11. To infix this important point the more deeply in your mind, consider another comparison : Suppose the ocean to be so enlarged, as to include all the space between the earth and the starry heavens. Suppose a drop of this water to be annihilated once in a thousand years ; yet that whole space of duration, wherein this ocean would be annihilating, at the rate of one drop in a thousand years, would be infinitely less, in proportion to eternity, than one drop of water to that whole ocean.

Look then at those immortal spirits, whether they are in this or the other world. When they shall have lived thousands of thousands of years, yea, millions of millions of ages, their duration will be but just begun: they will be only upon the threshold of eternity!

12. But besides this division of eternity into that which is past, and that which is to come, there is another division of eternity, which is of unspeakable importance: that which is to come, as it relates to immortal spirits, is either a happy or a miserable eternity.

13. See the spirits of the righteous that are already praising God in a happy eternity! We are ready to say, How short will it appear to those who drink of the rivers of pleasure at God's right hand ? We are ready to cry out,

" A day without night

They dwell in his sight,

And eternity seems as a day!" But this is only speaking after the manner of men: for the measures of long and short are only applicable to time, which admits of bounds, and not to unbounded duration. This rolls on, (according to our low conceptions) with unutterable, inconceivable swiftness; if one would not rather say, it does not roll or move at all, but is one still, immovable ocean.

For the inhabitants of heaven “rest not day and night,” but continually cry, "Holy, holy, holy, is the Lord, the God, the Almighty, who was, and who is, and who is to come!” And when millions of millions of ages are elapsed, their eternity is but just begun.

14. On the other hand, in what condition are those immortal spirits who have made choice of a miserable eternity? I say, made choice; for it is impossible this should be the lot of any creature, but by his own act and deed. The day is coming when every soul will be constrained to acknowledge, in the sight of men and angels,

2 No dire decree of thine did seal,

Or fix the unalterable doom ;
Consign my unborn soul to hell,

Or damn me from my mother's womb." In what condition will such a spirit be after the sentence is executed; “ Depart, ye cursed, into everlasting fire, prepared for the devil and his angels ?” Suppose him to be just now plunged into "the lake of fire burning with brimstone," where “they have no rest, day or night, but the smoke of their torment ascendeth up for ever and ever." Why, if we were only to be chained down one day, yea, one hour, in a lake of fire, how amazingly long would one day or one hour appear! I know not if it would not seem as a thousand years. But (astonishing thought!) after thousands of thousands, he has but just tasted of his bitter cup! After millions of millions, it will be no nearer the end than it was the moment it began !

15. What then is he, how foolish, how mad, in how unutterable a degree of distraction, who, seeming to have the understanding of a man, deliberately prefers temporal things to eternal? Who (allowing that absurd, impossible supposition, that wickedness is happiness,-a supposition utterly contrary to all reason, as well as to matter of fact) prefers the happiness of a year, say a thousand years, to the happiness of eternity, in comparison of which, a thousand ages are infinitely less than a year, a day, a moment ? Especially when we take this into the consideration, (which indeed should never be forgotten,) that the refusing a happy eternity, implies the choosing of a miserable eternity: for there is not, cannot be, any medium between everlasting joy and everlasting pain. It is a vain thought which some have entertained, that death will put an end to the soul as well as the body: it will put an end to neither the one nor the other; it will only alter the manner of their existence. But when the body" returns to the dust as it was, the spirit will return to God that gave it.” Therefore, at the moment of death, it must be unspeakably happy, or unspeakably miserable : and that misery will never end.

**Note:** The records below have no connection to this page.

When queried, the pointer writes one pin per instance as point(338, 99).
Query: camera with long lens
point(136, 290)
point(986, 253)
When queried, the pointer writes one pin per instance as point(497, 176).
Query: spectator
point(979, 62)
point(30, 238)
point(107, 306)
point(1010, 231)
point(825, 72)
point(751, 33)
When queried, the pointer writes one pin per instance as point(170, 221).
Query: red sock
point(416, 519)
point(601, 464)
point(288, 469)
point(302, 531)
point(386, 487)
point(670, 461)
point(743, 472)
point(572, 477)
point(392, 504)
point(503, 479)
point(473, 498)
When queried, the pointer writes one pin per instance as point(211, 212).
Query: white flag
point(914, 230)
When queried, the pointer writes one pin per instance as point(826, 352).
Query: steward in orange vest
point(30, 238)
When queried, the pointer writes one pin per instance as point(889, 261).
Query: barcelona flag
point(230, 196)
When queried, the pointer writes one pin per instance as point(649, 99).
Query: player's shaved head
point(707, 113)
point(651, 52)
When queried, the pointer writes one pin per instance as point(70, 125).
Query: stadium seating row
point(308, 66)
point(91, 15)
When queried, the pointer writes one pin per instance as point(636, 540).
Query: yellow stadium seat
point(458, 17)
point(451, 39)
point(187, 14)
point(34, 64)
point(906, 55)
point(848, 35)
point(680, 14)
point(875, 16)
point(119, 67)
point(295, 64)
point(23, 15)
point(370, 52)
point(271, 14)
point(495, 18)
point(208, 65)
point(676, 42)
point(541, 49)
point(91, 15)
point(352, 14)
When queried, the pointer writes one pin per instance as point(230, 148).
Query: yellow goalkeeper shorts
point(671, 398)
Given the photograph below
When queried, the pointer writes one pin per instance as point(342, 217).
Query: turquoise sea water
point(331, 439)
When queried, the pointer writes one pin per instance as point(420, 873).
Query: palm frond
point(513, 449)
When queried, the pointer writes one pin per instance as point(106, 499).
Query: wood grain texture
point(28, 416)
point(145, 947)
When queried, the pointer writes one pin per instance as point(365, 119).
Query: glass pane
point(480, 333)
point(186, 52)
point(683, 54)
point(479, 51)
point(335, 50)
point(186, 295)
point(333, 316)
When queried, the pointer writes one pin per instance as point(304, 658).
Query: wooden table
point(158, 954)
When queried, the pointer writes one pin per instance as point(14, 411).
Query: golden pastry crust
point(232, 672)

“ Never! Where sinks the soul at that dread sound?

Into a gulf how dark, and how profound !" How often would he, who had made the wretched choice, wish for the death both of his soul and body ? It is not impossible he might pray in some such manner as Dr. Young supposes :

" When I have writh'd ten thousand years in fire ;

Ten thousand thousand, let me then expire !" 16. Yet this unspeakable folly, this unutterable madness, of preferring present things to eternal, is the disease of every man born into the world, while in his natural state. For such is the constitution of our nature, that as the eye sees only such a portion of space at once, so the mind sees only such a portion of time at once. And as all the space that lies beyond this is invisible to the eye, so all the time which lies beyond that compass is invisible to the mind. So that we do not perceive either the space or the time which is at a distance from us. The eye sees distinctly the space that is near it, with the objects which it contains: in like manner, the mind sees distinctly those objects which are within such a distance of time. The eye does not see the beauties of China: they are at too great a distance: there is too great a space between us and them : therefore, we are not affected by them. They are as nothing to us : it is just the same to us as if they had no being. For the same reason, the mind does not see either the beauties or the terrors of eternity. We are not at all affected by them, because they are so distant from us. On this account it is, that they appear to us as nothing; just as if they had no existence. Meantime we are wholly taken up with things present, whether in time or space; and things appear less and less, as they are more and more distant from us, either in one respect or the other. And so it must be ; such is the constitution of our nature; till nature is changed by almighty grace. But this is no manner of excuse for those who continue in their natural Vol. II.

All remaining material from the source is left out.